By Kurt Anthony Krug
New York Times best-selling author Colleen Gleason‘s latest novel, Murder at Mallowan Hall – written under the pseudonym Colleen Cambridge – is best described as “Agatha Christie meets Downton Abbey.”
Mallowan Hall (Kensington Books $26) is the first in a new series featuring Phyllida Bright, fictional housekeeper of Christie, the godmother of the mystery genre. Someone’s murdered at Mallowan Hall, home to Christie and husband Max Mallowan. It falls to Phyllida to solve it. The victim arrived under false pretenses during a weekend party. Soon thereafter, a housemaid is also murdered. Phyllida must determine which houseguest is the killer, all too aware that he or she may strike again very soon.
“I have to confess the idea was not mine. It was my editor’s idea. I had done the Lincoln White House Mystery series at Kensington. They loved them, but they didn’t do as well as they hoped and wanted to keep working with me.
My editor called my agent – ‘We have this great idea. We think Colleen would be the right person for it.’ The idea was: Agatha Christie’s housekeeper solving mysteries. I was so excited because I love Agatha Christie! I think she’s brilliant! I read her books when I was younger,” explained Gleason, a two-time University of Michigan alumna who lives outside Ann Arbor.
Gleason spoke about using a pseudonym, something she’s used before.
“It’s basically a marketing decision the publisher made,” said Gleason. “They wanted to start fresh and that’s not unusual. If you have a series that didn’t do well and they want to do a new series with you, a lot of times they’ll have you change your name just for that reason…”
A Better Amateur Detective
Gleason also spoke about creating Phyllida.
“I wanted her to have not just an employer/employee relationship with (Christie), but a friendship too, so I could develop their relationship differently in the books,” she explained. “With employer/employee relationships, there’s also some separation, so I created Phyllida as a woman who’s about the same age as Agatha is during the time when this book takes place, which is in the 1930s – I don’t give a particular year. I have the two meet during World War I when Agatha Christie was working at the hospital dispensary – that’s where she learned so much about poisons.”

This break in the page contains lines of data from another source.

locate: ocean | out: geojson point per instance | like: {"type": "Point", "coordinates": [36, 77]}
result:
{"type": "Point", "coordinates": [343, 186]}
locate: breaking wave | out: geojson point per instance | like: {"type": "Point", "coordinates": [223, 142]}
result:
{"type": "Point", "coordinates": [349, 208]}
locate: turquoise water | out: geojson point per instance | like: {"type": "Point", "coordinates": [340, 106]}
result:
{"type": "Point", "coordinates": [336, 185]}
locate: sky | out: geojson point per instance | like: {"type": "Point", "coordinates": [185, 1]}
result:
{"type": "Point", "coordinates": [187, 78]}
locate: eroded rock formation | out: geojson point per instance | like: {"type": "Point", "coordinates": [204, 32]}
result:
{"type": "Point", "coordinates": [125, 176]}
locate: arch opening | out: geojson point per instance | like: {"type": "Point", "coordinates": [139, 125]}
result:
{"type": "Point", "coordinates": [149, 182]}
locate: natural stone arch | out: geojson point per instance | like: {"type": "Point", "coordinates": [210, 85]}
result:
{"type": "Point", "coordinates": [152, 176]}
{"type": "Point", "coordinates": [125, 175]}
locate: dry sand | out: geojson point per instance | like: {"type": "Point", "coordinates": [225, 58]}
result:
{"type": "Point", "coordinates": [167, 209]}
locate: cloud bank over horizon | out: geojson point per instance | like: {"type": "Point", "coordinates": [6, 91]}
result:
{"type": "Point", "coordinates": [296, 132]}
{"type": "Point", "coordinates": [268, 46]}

Phyllida was an army nurse prior to becoming Christie’s housekeeper, according to Gleason, a trait that would make her a better amateur detective. This would make her less squeamish and quick on her feet. And as a housekeeper, she needs to be organized with a keen attention to detail.
“I had Phyllida work at the hospital as well, so they met then and became friends,” said Gleason. “Later on, after the war, there is a reason why Phyllida decided to take on the role of housekeeper at this very large, fictional estate. That reason, as Phyllida says in the book, is her own business and nobody else’s, so we may or may not ever find out why.”
Separating Fact from Fiction
While Christie appears in the novel, she’s not a main character. One of the challenges for Gleason when writing Mallowan Hall was keeping Christie in the background.
“I had to decide what time in Agatha’s life I wanted to set the book,” said Gleason. “I liked the 1930s; I wanted to stay away from World War II and the 1950s and 1960s. I researched her life at that time and her younger years. I had the pleasure of rereading (many Christie novels as research). There are a lot of Easter eggs in the book. If you’re a big Agatha Christie fan, you’ll notice a lot of little things in there.”
Gleason pointed out that Mallowan Hall is a fictional place.
“Agatha never had a home this large and expansive, but I wanted a fictional world where I could set the series and not restricted by something that was real,” she said. “I did a lot of research for such a large estate, specially being a housekeeper for such a large estate like a Downton Abbey estate.”
Gleason enjoyed writing this novel.
“Once I figured out who (Phyllida) was, I loved being in her head. I loved writing a woman who is confident, who knows her worth, who makes mistakes but moves on, and who is very comfortable with who she is – that’s Phyllida.
I absolutely loved writing that character,” she said. “I loved doing the tongue-in-cheekness when it came to the murder mystery. I mean, c’mon, think about it: There’s a dead body in the home of the most famous mystery writer in the world. If that isn’t on the nose, I don’t know what is. Having that element to element was so much fun. I had a blast writing the second book too. This is really a fun series for me.”